The legislation specifies requirement for a benefit trigger. It requires the use of 5 or 6 of the following activities of daily living (ADLs); eating, toileting, transferring, bathing, dressing, and continence. A policy holder qualifies for benefits if he fails at least two of these ADLs. This benefit trigger will likely become common, as companies try to become certain that their policies are tax qualified. The legislation also requires a separate benefit trigger for connotative impairment and does not permit the use of a medical necessary benefit trigger.
The legislation requires that tax qualified policies coordinate with Medicare so that there is no overlap between Medicare and private LTC insurance policies. This clarifies the conflicting interpretations of existing laws relating to "Medicare duplication" that have caused disruption during the last year.
The legislation also includes strong customer protection provisions. One of these is a mandated offer of a nonforfeiture benefit. Companies that do not offer such a benefit today will need to develop and file one with state insurance departments before they can sell a tax qualified LTC product.
Policies Grandfathered
This legislation confers all of the above favorable tax treatment on any LTC policy issued in the past or any LTC policy issued before 1/1/97, provided that the policies met the requirements of the state of insurance at the time they were issued. This is a tremendous relief to existing policyholders because they do not need to exchange their policies for newer ones in order to receive favorable tax treatment.
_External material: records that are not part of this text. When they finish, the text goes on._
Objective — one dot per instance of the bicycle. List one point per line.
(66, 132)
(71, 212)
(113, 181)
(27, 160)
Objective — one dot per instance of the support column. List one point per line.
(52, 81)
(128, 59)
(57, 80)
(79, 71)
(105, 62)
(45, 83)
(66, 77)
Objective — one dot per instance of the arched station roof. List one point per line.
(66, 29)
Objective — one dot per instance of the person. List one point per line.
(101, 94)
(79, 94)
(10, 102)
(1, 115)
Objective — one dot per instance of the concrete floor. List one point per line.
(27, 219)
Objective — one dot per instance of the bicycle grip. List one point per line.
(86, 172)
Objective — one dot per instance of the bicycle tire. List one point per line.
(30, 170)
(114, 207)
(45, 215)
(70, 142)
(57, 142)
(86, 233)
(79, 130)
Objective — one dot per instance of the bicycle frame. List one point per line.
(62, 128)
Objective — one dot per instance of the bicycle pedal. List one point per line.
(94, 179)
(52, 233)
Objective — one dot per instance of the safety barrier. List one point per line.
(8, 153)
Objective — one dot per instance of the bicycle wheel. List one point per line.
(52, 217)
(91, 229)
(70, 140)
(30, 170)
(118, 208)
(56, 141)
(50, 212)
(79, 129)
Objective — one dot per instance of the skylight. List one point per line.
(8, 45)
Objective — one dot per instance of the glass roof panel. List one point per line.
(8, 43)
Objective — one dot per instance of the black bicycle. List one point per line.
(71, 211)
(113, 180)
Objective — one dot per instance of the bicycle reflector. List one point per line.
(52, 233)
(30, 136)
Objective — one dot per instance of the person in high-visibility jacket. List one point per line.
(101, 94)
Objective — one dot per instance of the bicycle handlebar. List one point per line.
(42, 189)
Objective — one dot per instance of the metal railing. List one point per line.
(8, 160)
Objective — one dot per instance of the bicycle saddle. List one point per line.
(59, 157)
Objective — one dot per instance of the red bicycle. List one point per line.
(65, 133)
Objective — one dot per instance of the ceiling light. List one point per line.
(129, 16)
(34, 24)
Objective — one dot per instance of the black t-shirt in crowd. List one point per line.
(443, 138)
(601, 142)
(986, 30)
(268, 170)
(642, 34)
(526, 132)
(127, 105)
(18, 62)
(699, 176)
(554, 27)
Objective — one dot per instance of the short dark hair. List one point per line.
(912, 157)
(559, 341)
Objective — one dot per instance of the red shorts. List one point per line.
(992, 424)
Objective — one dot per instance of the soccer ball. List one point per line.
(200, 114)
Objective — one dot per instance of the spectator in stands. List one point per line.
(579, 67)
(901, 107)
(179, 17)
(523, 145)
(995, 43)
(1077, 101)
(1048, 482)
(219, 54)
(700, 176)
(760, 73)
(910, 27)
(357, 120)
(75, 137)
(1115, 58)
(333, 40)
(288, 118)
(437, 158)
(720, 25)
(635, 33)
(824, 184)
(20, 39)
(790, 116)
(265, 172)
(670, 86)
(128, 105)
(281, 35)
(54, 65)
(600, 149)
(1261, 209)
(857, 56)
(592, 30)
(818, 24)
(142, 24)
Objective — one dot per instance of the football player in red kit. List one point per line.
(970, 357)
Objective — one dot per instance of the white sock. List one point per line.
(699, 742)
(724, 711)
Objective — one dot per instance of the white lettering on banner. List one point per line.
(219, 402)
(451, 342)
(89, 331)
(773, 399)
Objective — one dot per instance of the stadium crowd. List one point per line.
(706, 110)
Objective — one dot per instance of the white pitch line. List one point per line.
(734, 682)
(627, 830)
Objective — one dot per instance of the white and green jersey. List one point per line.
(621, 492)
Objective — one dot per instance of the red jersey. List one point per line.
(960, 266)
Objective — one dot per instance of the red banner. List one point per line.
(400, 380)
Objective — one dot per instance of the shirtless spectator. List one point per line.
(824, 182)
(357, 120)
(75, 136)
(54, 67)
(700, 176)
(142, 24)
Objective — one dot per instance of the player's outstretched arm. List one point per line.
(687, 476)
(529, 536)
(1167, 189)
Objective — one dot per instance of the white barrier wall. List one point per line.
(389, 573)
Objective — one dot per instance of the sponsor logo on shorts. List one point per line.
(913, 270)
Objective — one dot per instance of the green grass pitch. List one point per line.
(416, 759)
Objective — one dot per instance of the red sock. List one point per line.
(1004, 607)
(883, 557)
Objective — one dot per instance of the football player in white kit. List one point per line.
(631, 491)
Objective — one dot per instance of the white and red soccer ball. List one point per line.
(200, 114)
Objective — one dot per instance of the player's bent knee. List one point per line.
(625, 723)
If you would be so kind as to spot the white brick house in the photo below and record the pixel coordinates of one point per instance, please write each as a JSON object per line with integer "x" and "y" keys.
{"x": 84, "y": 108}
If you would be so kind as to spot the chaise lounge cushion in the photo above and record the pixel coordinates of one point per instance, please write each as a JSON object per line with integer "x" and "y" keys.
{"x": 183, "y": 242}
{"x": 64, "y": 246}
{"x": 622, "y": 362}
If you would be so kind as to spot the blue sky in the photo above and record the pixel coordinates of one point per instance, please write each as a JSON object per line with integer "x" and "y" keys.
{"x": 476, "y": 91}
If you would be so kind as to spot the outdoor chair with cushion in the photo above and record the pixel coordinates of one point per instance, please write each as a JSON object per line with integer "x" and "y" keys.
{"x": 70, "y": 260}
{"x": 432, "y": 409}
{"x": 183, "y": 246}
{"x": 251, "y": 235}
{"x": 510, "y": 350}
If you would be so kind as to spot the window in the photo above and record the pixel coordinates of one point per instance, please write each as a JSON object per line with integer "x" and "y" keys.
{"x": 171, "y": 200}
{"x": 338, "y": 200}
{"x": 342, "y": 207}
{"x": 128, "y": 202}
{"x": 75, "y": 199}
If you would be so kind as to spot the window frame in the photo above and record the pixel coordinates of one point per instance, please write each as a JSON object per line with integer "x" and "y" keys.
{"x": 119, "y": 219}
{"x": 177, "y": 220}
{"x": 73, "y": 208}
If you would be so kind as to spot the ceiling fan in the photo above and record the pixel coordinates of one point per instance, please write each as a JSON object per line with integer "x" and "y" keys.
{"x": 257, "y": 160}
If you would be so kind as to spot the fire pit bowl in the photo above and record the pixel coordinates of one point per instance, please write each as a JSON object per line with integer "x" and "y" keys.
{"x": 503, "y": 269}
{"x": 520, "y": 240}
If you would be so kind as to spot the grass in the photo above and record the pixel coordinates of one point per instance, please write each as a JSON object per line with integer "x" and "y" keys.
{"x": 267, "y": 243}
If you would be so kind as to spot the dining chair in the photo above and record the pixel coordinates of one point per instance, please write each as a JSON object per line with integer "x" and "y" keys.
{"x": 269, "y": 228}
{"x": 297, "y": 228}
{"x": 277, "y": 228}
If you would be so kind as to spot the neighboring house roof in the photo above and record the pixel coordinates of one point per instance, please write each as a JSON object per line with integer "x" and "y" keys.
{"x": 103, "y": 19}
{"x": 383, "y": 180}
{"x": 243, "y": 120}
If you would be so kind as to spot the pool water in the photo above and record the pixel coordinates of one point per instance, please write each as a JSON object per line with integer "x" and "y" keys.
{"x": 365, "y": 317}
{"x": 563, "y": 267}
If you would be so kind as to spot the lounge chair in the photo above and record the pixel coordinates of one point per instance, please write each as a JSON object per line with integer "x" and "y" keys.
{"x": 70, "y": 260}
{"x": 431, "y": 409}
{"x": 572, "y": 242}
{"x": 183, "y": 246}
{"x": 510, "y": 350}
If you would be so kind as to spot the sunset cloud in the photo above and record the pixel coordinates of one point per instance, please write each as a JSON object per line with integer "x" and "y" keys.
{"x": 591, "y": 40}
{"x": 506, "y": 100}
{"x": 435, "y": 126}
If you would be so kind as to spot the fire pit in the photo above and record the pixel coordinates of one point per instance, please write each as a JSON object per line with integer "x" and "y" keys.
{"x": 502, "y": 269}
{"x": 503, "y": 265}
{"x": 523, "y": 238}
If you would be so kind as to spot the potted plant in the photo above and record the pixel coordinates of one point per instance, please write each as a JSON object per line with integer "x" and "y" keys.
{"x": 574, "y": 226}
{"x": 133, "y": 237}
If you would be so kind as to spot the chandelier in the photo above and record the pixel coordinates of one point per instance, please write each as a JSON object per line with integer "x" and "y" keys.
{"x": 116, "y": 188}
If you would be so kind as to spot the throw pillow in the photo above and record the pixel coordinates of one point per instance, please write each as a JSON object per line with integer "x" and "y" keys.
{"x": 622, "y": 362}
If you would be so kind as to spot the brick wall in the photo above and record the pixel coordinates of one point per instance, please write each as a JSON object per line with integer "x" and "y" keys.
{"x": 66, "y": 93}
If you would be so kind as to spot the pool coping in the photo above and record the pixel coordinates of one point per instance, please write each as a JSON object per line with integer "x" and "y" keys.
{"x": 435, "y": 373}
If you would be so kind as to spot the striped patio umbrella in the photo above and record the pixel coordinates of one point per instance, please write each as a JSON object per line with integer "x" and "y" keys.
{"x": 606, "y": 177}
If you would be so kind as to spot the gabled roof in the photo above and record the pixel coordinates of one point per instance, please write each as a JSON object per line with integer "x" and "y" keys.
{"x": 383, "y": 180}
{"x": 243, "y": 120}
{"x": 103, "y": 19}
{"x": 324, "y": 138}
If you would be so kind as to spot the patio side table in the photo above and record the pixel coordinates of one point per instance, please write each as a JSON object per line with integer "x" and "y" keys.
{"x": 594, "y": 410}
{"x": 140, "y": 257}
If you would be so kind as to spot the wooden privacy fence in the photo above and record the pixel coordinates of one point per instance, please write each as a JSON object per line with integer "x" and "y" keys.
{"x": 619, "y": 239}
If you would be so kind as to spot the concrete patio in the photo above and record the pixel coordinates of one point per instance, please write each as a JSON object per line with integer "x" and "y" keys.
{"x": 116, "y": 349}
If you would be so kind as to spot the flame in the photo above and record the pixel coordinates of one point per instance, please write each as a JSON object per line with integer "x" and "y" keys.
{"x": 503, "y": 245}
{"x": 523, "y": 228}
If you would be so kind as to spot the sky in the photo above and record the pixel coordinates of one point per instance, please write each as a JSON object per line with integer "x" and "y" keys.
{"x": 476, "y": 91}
It is also a relief to agents because they will not have their existing clients become targets for replacement.
To view a detailed description of tax defered policy requirements please
Can't Win Them All
The legislation does not allow for penalty free withdrawals from IRAs and 401(k)s plans, as earlier versions had done. This was disappointing because it would have made an additional source of funding available for customers to purchase LTC insurance.
Also, the legislation does not allow long term care to be included on a pre-tax basis in a section 125 cafeteria plan for employers. This is disappointing, but had been expected. Other incentives for employers and employees should be sufficient to simulate the growth of the group LTC market.
Conclusion
This new legislation provides the strongest endorsement yet for private LTC insurance. With these tax incentives, insurance companies and their producers now have the tools to meet their client's needs for protection form the high cost of long term care.